Ao atravessar navegando o mundo da esquerda para a direita, o comandante “se adiantou no tempo”:
“Nós atracamos o navio-escola da Marinha de guerra, no dia 24 de dezembro, no porto de Long Beach, em Los Angeles, e nós comemoramos o Natal. Como nós tínhamos rodado o planeta, tinha rodado também o tempo. E teve o acerto de relógio no dia 25, então nós voltamos para o dia 24. E nós passamos o Natal duas vezes em 1997”.
As pedras no caminho
Em sua carreira na Marinha, o comandante D’Souza conheceu diversos lugares históricos, como as muralhas da China, as pirâmides do Egito, a torre de Belém, em Portugal, o Japão, as ruínas da Grécia antiga e tantos outros.
Ele contou que chegou a Berlim um dia após a queda do muro que separava a Alemanha oriental da ocidental, em 9 de novembro de 1989. Um garoto da porção oriental lhe cobrou 2 dólares por um pedaço do muro.

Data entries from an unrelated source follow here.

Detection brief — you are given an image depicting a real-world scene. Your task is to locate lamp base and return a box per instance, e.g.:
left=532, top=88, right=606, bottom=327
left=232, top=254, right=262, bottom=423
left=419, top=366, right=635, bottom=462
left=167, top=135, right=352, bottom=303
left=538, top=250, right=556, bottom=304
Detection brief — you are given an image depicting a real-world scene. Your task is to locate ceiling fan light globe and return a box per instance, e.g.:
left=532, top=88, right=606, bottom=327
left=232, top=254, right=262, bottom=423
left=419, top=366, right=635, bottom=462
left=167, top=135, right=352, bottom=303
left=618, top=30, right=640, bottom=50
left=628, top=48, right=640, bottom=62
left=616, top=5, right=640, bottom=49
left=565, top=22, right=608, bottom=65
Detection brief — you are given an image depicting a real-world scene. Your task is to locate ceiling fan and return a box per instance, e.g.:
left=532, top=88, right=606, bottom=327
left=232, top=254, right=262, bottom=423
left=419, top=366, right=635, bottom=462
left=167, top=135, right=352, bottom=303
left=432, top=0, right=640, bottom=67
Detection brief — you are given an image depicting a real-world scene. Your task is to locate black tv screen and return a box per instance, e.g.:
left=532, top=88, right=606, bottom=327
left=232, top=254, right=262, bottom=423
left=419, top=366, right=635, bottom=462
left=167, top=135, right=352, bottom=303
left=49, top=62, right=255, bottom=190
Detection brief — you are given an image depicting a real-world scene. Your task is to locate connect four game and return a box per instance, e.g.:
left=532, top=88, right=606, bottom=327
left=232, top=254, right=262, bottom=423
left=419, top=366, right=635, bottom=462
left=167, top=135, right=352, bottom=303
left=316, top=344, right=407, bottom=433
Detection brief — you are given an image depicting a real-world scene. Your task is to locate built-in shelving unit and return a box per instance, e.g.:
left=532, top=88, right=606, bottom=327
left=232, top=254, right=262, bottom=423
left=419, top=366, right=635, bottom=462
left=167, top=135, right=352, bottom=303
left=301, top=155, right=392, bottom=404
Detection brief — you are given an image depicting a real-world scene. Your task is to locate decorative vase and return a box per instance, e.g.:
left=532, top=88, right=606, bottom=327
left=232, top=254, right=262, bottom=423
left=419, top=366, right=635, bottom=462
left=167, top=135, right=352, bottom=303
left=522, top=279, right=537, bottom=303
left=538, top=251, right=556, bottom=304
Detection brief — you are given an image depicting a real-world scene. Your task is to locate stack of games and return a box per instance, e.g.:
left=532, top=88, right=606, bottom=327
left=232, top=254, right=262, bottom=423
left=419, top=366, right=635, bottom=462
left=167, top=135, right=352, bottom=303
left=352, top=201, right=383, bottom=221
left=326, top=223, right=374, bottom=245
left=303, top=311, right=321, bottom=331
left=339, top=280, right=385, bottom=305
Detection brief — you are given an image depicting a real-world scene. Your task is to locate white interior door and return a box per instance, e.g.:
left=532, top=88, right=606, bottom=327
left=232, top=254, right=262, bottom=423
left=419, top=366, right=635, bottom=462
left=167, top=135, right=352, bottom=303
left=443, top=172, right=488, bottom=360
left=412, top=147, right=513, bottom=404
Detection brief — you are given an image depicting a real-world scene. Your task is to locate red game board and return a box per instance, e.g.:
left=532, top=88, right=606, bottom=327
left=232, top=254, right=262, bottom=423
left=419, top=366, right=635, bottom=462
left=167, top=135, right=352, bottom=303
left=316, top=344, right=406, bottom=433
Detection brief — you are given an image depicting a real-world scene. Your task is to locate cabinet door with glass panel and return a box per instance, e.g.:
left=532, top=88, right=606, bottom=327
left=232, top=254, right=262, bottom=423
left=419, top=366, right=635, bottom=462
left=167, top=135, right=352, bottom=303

O comandante lhe ofereceu US$ 10 pela ferramenta que o menino usava para que pudesse retirar um pedaço ainda maior do muro. Hoje, essa relíquia está guardada em sua casa em Parintins.
D’Souza criou o costume de recolher pedras pelos caminhos onde o mar lhe levou. Hoje possui uma coleção de pedras de diferentes países emolduradas em um quadro, com o título: “As pedras do meu caminho”.
Do mundo para Parintins
Depois de conhecer 32 países, dar a volta ao mundo e no tempo, o comandante D’Souza, atua na Marinha mercante, no navio-motor Ana Rebeca III, que faz o trecho Parintins-Manaus.
Em 2006, já próximo de se aposentar, o marinheiro foi passar dois anos de férias na “ilha da magia”, encantou-se e escolheu ficar.



Na época, tinha duas filhas pequenas, com 10 e 6 anos, uma nascida no Rio de Janeiro e outra em Manaus: “Queria criar minhas filhas no meu ambiente”.
Hoje, suas filhas, a dentista Caroline Fragata e a psicóloga Gabriele Fragata, fruto de seu casamento com Cláudia Fragata, têm 29 e 25 anos, respectivamente.
Curiosamente, o marinheiro encontrou seu porto seguro em uma fragata. Justamente, o sobrenome de sua esposa, é o nome de um navio de guerra da Marinha.


D’Souza disse que gosta da vida em Parintins:
“É um sonho. Eu tive escolha, eu pude escolher o meu lugar. Eu teria que voltar para Brasília e escolhi morar em Parintins, comprei casa. Lá tem um bordão que diz: ‘Parintins para viver e amar’ e eu escolhi Parintins para viver e amar. Gosto da vida lá, gosto de estar perto da água”.